La deuxième fois que Zoey utilisa le MDF fut aussi terrifiante que la première fois.
Son corps fut étiré tel un élastique, on aurait dit qu'elle n'avait pas d'os et n'était qu'un sac de sang et d'entrailles. Elle flottait, comme si elle nageait sans eau. Enfin, elle se mit à tournoyer à une allure vertigineuse, avant qu'une explosion de lumière ne se fasse tout autour d'elle et que ses pieds se posent sur la terre ferme.
D'abord, elle ne put distinguer que des formes grises. Sa vision se stabilisa lentement et elle ressentit un intense mal des transports. Elle était toujours en un seul morceau. Elle prit le temps de regarder autour d'elle.
Elle se trouvait dans une pièce sombre, comme dans une remise. Un peu de lumière filtrait entre d'épais rideaux anciens qui pendaient, accrochés à une unique fenêtre. Des tables et des chaises étaient empilées contre les murs. Des boîtes étaient rangées les unes sur les autres. L'air était lourd et sentait les vieilles chaussettes et les tapis moisis de l'orphelinat. Son nez la grattait et elle eut soudain très envie d'éternuer. Elle n'avait aucune idée de l'endroit où elle se trouvait, mais une chose était certaine, elle n'était pas à la ruche.
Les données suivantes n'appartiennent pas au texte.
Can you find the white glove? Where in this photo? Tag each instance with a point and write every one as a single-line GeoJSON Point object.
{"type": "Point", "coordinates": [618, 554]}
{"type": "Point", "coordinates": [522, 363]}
Un vieux miroir, monté sur des pieds de lion sculptés, se tenait derrière elle. Il était rond, et son cadre en argent représentait un serpent qui se mordait la queue. Il avait l'air antique, plus vieux que n'importe quel miroir qu'elle avait pu voir à la ruche. Elle était sûre que c'était une ancre miroir-portée, mais pourquoi était-elle cachée au fond d'un local de rangement ? L'intuition de Zoey lui disait que quelque chose ne collait absolument pas. Il n'y avait qu'une raison pour laquelle une ancre miroir-portée soit ainsi dissimulée — pour être utilisée en secret. La question était : qui la conservait en cachette, et pourquoi ?
Des voix provenaient de derrière les murs, et son cœur bondit dans sa gorge. Il y avait plus d'une voix, et elles se disputaient. Elle rangea son MDF dans sa poche, traversa la pièce sur la pointe des pieds et colla son oreille contre le mur. C'était de toute évidence une discussion très animée.
« Ça ne marchera jamais, disait la voix furieuse d'un homme. C'est impossible. Ça ne se peut pas. »
« Il le faut — et tu vas le faire ! » cria une voix de femme.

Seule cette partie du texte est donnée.